Conclusion – the effect in practice
Thus, contracting parties should be aware that the freedom and discretion to choose which court will have the jurisdiction to hear their contractual disputes is not unrestricted, and the express agreement of the parties is not conclusive. Contracting parties should expect, when agreeing on a foreign court, that such agreed choice may be rendered without effect in favour of the jurisdiction of the Qatari courts. So long as the Qatari court finds that the dispute in question is related to Qatar in one way or another, the dispute will be subject to the Qatari courts’ jurisdiction. This is regardless of the intentional non-conformity by one contracting party to the agreed jurisdiction clause.

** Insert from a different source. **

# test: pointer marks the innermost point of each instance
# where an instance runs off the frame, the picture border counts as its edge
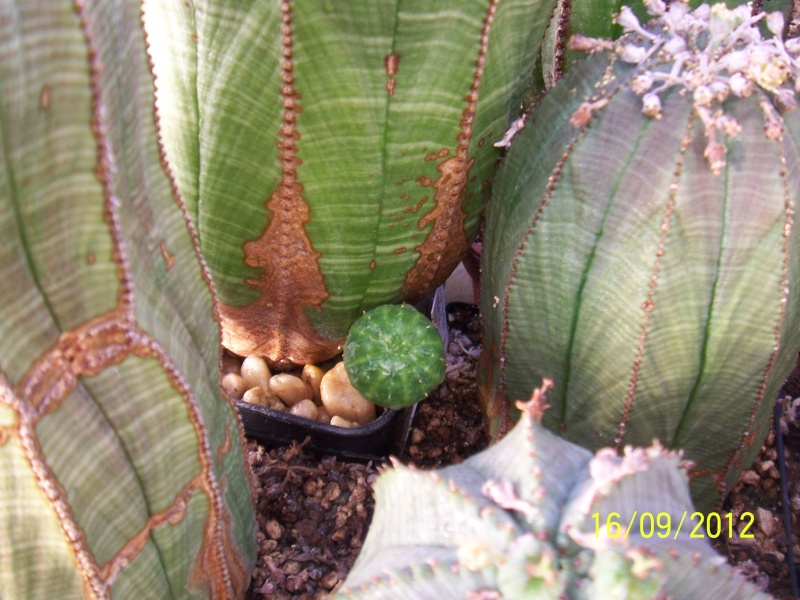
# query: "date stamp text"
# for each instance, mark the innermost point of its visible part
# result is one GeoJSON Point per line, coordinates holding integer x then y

Such breach does not serve as grounds for defence and nor can a foreign jurisdiction clause be relied upon as an objection to the jurisdiction of the Qatari courts.
It is for contracting parties to consider, when deciding on dispute resolution clauses, whether the materialisation of such circumstances poses any real risk to their ability to pursue their claims. Contracting parties must consider that such risk includes matters of enforcement. Where a foreign court has heard a dispute which is related to Qatar and issues a judgment on the same, such judgment may be rendered unenforceable on the basis that it was the Qatari courts, and not the foreign court, which held the real authority to hear the dispute in question. This can be done in hindsight – in other words, such objection to the foreign courts jurisdiction will be valid even if, at the time of the proceedings, both parties had bilaterally decided to refer to the foreign court.
That is not to say that the option to choose a non-Qatari court as the competent court to hear contractual disputes is not available. Contracting parties may opt for foreign jurisdiction, however, as can be seen, such option is only available where the dispute in question is not ‘linked’ to Qatar. Otherwise, for the avoidance of the above-discussed outcomes, contracting parties may choose instead to refer their Qatar-related disputes to arbitration, where the implications of sovereignty do not apply.